Exhibits manager Emily Musgrave said stories like Anderson’s are the main focus of the exhibit.
“You’ll see in the exhibit the specific stories of specific people,” she said. “This exhibit doesn’t focus on wars or politics or a president declaring this or doing that. It’s about the average people and their experiences and their sacrifices.”
To Anderson, it is her father’s photos and letters that are representative of his sacrifices.
Mounted on the wall by the mannequin are letters signed by Anderson’s dad. One reads, “Tell the girls that I miss and love them so much. My heart cries for you all.”
In the next one, he writes, “I pray to Jesus Christ that we will unite all back together very, very soon,” before he finished the letter with a childlike drawing of his wfamily.
This was his sacrifice and her own, Anderson said.
Beside these letters are photos with Anderson’s father wearing the olive-colored uniform shirt she said he basically lived in even after the war.
In the same photo, his pale blue eyes stare at the camera as a reminder of what his fellow soldiers remembered him for.
“They all remembered my dad’s eyes because they were pale blue,” Anderson said. “And then they always remembered that he was such a good guy and was so selfless and would give you the shirt off his back. The people who knew him are super proud of his service, but also just the person that he was.”
Up the stairs and past Anderson’s letters and photos of her father, one can see rows of mannequins clothed in military uniforms that date back to the War of 1812.
Exhibits manager Kaylee Witt said the mannequin collection was the portion of the exhibit that affected her most.
“I think we are helping to tell the stories of things people may not think about,” she said. “I think the visuals of all the uniforms from all the different conflicts of different eras is so impactful because it’s a good reminder for people because war doesn’t affect everybody like it did in the past. Nowadays people don’t physically see a lot of the conflict, so they aren’t as aware.”

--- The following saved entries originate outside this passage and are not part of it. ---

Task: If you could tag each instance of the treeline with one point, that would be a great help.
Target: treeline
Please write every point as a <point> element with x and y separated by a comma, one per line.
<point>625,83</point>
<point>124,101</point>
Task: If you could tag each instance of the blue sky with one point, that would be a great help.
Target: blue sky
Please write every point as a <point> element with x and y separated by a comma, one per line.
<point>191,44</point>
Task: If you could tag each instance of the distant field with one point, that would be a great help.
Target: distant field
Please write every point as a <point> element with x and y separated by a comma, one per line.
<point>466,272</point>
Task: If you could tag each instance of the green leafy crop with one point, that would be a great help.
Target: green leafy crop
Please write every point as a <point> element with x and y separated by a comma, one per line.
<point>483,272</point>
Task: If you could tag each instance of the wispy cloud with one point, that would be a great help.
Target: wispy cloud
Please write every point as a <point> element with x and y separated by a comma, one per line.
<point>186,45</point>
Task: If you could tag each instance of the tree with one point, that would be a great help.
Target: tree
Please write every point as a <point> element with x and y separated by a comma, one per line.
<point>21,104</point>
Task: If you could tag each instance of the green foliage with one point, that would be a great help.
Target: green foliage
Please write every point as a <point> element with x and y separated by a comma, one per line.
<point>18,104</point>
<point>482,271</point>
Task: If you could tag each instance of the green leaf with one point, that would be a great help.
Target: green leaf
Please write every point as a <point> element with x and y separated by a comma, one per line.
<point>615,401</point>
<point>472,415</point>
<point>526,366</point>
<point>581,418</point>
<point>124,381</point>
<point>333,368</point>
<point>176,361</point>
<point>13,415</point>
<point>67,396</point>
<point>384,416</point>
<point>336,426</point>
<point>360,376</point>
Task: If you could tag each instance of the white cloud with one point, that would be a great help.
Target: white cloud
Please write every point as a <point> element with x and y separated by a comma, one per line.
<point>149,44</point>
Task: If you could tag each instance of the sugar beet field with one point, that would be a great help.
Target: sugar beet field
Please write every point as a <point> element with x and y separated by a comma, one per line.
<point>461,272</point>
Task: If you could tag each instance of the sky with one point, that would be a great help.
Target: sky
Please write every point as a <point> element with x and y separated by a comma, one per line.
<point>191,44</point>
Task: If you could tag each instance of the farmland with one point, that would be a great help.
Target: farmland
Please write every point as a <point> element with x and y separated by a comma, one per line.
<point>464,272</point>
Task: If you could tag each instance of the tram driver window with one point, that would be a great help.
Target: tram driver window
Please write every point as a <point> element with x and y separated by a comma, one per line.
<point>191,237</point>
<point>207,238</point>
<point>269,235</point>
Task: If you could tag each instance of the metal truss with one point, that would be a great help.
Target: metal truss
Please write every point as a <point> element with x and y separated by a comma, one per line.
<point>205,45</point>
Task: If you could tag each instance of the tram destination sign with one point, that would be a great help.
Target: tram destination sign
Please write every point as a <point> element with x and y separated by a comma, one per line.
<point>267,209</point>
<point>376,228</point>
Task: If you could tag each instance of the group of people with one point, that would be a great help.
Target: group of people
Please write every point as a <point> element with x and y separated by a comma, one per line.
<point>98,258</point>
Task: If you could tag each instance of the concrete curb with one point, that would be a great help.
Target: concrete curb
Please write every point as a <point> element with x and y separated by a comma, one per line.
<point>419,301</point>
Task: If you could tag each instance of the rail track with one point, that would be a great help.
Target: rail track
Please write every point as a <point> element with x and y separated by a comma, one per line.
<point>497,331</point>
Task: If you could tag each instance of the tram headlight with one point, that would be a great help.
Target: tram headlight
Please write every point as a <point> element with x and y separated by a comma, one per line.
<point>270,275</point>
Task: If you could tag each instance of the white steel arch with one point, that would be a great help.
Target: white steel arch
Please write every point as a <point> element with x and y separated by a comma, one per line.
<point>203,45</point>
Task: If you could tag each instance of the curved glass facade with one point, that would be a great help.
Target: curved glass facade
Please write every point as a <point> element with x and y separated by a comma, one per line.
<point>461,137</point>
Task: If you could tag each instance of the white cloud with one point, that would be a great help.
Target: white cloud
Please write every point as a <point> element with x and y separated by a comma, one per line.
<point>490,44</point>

Musgrave said she also believed the mannequins had a particular effect because of how they illustrate the stories behind each conflict.
“Each uniform was worn by a real soldier during their time in the United States military,” Musgrave said. “Each one represents a real soldier and and a real story and real sacrifices.”
As attendees, shuffling past a casket blanketed by an American flag, walls of photographs and sketches of soldiers, and weapons, continue through the exhibit, there is a book filled with blank pages outside.
This book is meant for those affected by war to leave their own stories of sacrifice, Musgrave said.
“We encourage people to share their stories with us,” Musgrave said.
“This exhibit is about presenting the stories of veterans, but it is also about engaging with the community and hearing their stories of sacrifice.